Mixed economic signals continue to cloud the visibility of the near- and long-term advertising marketplace, including just released data from OAREX Capital Markets showing a rise in the percentage of digital media payments that are made late or are underpaid.
The data, the first of a new quarterly snapshot developed by OAREX for MediaPost, complements its more granular semi-annual reports, and does not break out payments made by agencies vs. the programmatic supply chain, but it shows that the demand-side overall is keeping its cash close to its vest.
"We can't pinpoint causality with our data but believe a combination of factors are at play and influencing a higher frequency of late payments from demand partners. These factors include cash flow management, reducing their carrying costs for capital and risk mitigation," explains OAREX Executive Vice President Nick Carrabbia.
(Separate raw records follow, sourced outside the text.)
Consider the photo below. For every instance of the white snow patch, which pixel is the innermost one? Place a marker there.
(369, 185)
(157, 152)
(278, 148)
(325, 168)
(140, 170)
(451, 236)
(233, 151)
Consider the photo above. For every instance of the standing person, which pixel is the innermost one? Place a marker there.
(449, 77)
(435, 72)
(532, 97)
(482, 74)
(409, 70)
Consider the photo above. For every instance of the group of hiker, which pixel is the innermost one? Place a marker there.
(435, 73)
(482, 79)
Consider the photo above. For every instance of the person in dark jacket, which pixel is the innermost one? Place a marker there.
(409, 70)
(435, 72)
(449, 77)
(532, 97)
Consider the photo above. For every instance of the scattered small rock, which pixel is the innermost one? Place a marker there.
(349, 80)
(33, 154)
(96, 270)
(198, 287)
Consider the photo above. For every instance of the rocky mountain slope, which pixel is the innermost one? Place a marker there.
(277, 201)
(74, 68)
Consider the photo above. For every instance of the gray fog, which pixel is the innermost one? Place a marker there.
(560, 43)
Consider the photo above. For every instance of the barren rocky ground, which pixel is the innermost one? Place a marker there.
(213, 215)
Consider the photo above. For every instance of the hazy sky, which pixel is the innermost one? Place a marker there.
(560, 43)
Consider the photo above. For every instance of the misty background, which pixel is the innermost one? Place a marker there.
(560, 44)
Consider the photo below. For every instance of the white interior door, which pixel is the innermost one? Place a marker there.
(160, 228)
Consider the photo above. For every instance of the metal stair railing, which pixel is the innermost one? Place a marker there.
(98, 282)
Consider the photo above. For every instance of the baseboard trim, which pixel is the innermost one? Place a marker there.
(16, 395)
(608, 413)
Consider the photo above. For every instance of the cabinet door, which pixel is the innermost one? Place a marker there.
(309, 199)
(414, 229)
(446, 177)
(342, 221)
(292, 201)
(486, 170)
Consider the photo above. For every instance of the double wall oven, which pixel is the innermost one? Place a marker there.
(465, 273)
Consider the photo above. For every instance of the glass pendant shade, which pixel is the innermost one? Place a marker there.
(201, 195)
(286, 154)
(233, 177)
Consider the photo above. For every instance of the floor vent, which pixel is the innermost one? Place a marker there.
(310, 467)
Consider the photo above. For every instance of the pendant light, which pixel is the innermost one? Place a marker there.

In terms of underpayments, Carrabbia notes that they rose to an all-time high (21% of all payments) during the third quarter, which he attributed primarily to "recent industry bankruptcies and the resulting sequential liability that rippled through the supply chain."
While it's unclear whether the media payments data is a lagging or leading indicator of advertising economy, recent data from Guideline's and MediaPost's U.S. Ad Market Tracker has shown monthly increases in ad spending, and this week, influential ad market analyst Brian Wieser upgraded his ad growth forecasts for 2023 and 2024 by nearly a percentage point from an earlier forecast released in September.
On Monday, the Big 3 agency holding company forecasting units -- IPG Mediabrands' Magna, WPP's GroupM Business Intelligence, and Publicis' Zenith Media -- will release their year-end forecast updates.